PETER SUDERMAN: If You Really Wanted to Ban Porn, Here’s What It Would Take.

To start with, you would need to stop the production of porn by business enterprises, forcing, at minimum, every person who has ever attended the Adult Video News Awards in a professional capacity to immediately find a new line of work.

Next, you would need to find a way to stop a slew of high profile, incredibly lucrative websites from posting, hosting, or otherwise distributing explicit material.

After you cracked down on the pros, you would need to go after amateurs by finding some way to stop tens of millions of iPhone-wielding Americans from making home movies—many of which would resemble professional products in quality—and distributing them anonymously online, or even just amongst trusted circles of friends.

To be at all effective, you would also need to enforce criminal penalties against former professionals who continued to produce porn for the black market.

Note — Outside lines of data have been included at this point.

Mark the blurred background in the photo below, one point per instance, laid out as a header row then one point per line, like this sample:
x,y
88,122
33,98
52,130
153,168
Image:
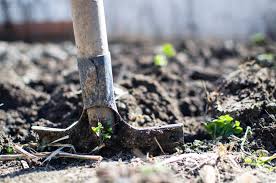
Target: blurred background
x,y
40,20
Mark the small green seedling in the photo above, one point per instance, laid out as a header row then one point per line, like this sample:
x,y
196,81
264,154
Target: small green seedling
x,y
168,50
223,126
266,57
258,39
160,60
103,133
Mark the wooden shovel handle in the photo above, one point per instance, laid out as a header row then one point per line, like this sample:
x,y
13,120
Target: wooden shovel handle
x,y
89,27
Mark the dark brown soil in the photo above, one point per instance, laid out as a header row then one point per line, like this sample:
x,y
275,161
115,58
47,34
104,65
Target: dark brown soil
x,y
39,85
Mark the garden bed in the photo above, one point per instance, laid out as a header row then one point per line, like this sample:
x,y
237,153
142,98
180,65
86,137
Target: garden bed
x,y
39,85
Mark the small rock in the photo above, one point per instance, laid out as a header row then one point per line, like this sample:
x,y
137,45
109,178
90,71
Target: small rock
x,y
208,174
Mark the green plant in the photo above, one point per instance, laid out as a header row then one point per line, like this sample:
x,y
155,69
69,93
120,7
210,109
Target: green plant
x,y
168,50
258,38
223,126
103,133
160,60
266,57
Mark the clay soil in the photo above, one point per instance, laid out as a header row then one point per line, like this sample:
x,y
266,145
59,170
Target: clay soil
x,y
39,85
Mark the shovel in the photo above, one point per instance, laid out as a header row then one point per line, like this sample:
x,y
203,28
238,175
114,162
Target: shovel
x,y
94,64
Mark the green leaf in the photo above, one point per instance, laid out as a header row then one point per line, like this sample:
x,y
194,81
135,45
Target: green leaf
x,y
223,126
266,57
160,60
98,129
168,50
258,38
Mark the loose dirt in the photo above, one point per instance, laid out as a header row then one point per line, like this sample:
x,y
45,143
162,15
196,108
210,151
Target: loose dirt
x,y
39,85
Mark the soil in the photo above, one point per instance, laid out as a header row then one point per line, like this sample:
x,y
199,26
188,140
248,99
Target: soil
x,y
39,85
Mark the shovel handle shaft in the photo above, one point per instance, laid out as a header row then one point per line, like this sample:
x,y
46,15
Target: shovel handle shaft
x,y
89,27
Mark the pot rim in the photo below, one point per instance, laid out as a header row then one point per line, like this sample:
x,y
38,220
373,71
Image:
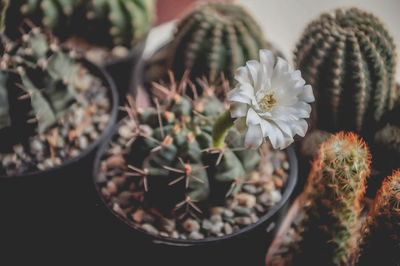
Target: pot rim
x,y
157,239
101,73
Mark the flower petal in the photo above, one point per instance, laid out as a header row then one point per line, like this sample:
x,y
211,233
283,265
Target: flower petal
x,y
307,94
252,117
240,124
267,60
254,137
254,68
242,75
237,95
299,127
238,109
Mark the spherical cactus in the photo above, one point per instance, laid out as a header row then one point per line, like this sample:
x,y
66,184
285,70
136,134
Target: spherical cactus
x,y
382,239
173,149
215,38
349,58
101,22
55,15
326,229
118,23
37,86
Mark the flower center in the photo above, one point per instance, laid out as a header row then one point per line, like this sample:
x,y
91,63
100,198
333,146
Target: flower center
x,y
267,102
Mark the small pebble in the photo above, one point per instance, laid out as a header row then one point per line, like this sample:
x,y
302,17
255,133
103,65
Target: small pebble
x,y
228,213
206,224
111,187
246,200
243,220
228,228
174,234
216,210
242,211
118,210
196,235
216,218
116,161
217,227
167,224
149,228
191,225
250,189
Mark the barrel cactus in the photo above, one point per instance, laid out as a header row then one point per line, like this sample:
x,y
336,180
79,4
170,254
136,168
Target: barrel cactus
x,y
326,228
349,58
172,150
382,240
215,38
37,86
118,23
104,22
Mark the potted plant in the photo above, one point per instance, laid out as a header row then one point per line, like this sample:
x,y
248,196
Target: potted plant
x,y
55,111
349,57
211,38
330,222
183,178
109,33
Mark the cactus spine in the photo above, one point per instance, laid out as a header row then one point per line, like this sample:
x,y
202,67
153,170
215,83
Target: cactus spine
x,y
326,228
101,22
215,38
382,241
349,58
173,149
37,86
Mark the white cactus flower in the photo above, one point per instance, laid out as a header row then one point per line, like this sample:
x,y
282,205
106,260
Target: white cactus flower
x,y
271,100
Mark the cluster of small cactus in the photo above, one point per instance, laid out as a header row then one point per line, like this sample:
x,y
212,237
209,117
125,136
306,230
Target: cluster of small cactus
x,y
215,38
105,22
326,228
173,151
37,86
349,58
382,239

And you’d need to penalize thrill-seeking amateurs as well, which would mean going after, and perhaps locking up, a wide array of sympathetic and otherwise law-abiding individuals from all walks of life whose only crime was to record and distribute consensual sexual activity. You’d also need to punish illicit viewers, whose numbers could easily reach into the tens of millions.

This is in response to Ross Douthat’s weekend NYT piece headlined “Let’s Ban Porn.”

“Let’s ban [blank]” rarely works out as intended.